Sleeping Beauty
Like the Roaring Twenties, the days to see Unlocking an Art Deco Bedroom by Joseph Urban at the Cincinnati Art Museum are fleeting.
The lavish bedroom designed by Austrian-born architect Joseph Urban for 17-year-old Elaine Wormser closes Sunday, Oct. 2.
About the Architect
Joseph Urban (1872–1933) was a prolific illustrator, scenic designer, and architect who trained in fin-de-siècle Vienna. During this period, many Viennese artists, including Urban, rejected historical precedents and embraced a new modern art. In 1911, he relocated to the United States to become the art director of the Boston Opera. He quickly became one of the most revered set designers of the early twentieth century and worked tirelessly across a range of media, from film to architecture, to create and promote a fresh style that reflected the times.
Some of Urban’s most notable projects include set designs for the Metropolitan Opera, the Ziegfeld Follies, and Hollywood films; the first American gallery to showcase work by artists of the famed Wiener Werkstatte (Vienna Workshop); the building and interiors for The New School in New York; the color direction for the 1933 Chicago World’s Fair; interiors for Marjorie Merriweather Post’s Palm Beach estate, Mar-a-Lago; and the roof garden of Cincinnati’s Hotel Gibson (demolished in 1977).
More than 90 years after its completion, the Wormser Bedroom’s furnishings have been fully conserved and displayed to reflect their state as originally installed in Chicago’s Drake Tower and photographed in 1930.
“It is thrilling to present this bedroom for the first time in our galleries, with new scholarship and display approaches,” notes Amy Miller Dehan, the exhibition’s curator and Cincinnati Art Museum’s curator of decorative arts and design.
When Elaine Wormser Reis moved to Cincinnati in 1936, she brought nearly all of her bedroom with her—including the custom wall-to-wall carpet. The room’s elements, donated to the Cincinnati Art Museum by Elaine Wormser Reis in 1973, form the largest collection of Urban-designed furnishings held by a public institution.

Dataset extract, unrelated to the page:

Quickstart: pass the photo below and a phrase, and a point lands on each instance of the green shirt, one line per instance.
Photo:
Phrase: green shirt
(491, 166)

One of Urban’s final commissions, the Wormser Bedroom features a daring combination of colors and patterns, black glass walls and a reflective silvered ceiling. The interior embodies the distinct modern design vocabulary that Urban developed and employed throughout his career, highlighting his talent as a colorist, his flair for the dramatic, and his skillful blend of Viennese artistic influences with the prevailing modern style now known as Art Deco.
“For decades, our understanding of the room was based on black-and-white photographs which fail to present Urban’s virtuosic combinations of color, pattern, and finish,” says Dehan. “The process of reconstructing the room has been a revelation. This exhibition reveals Urban’s boundless talent and contributions to the development of American Modernism as well as the bold messaging that women like Elaine Wormser projected when choosing the avant-garde style over backward-looking historical fashions.”
In addition to the bedroom, the exhibition features drawings, paintings, costumes, and related furnishings drawn from many American collections. A full-color illustrated book and an interactive website provide further context, including reflections on the experiences of the caretakers and unnamed craftspeople who are an integral part of the Wormser Bedroom story. Behind-the-scenes investigations and processes necessary to reintroduce the room to the public are also highlighted.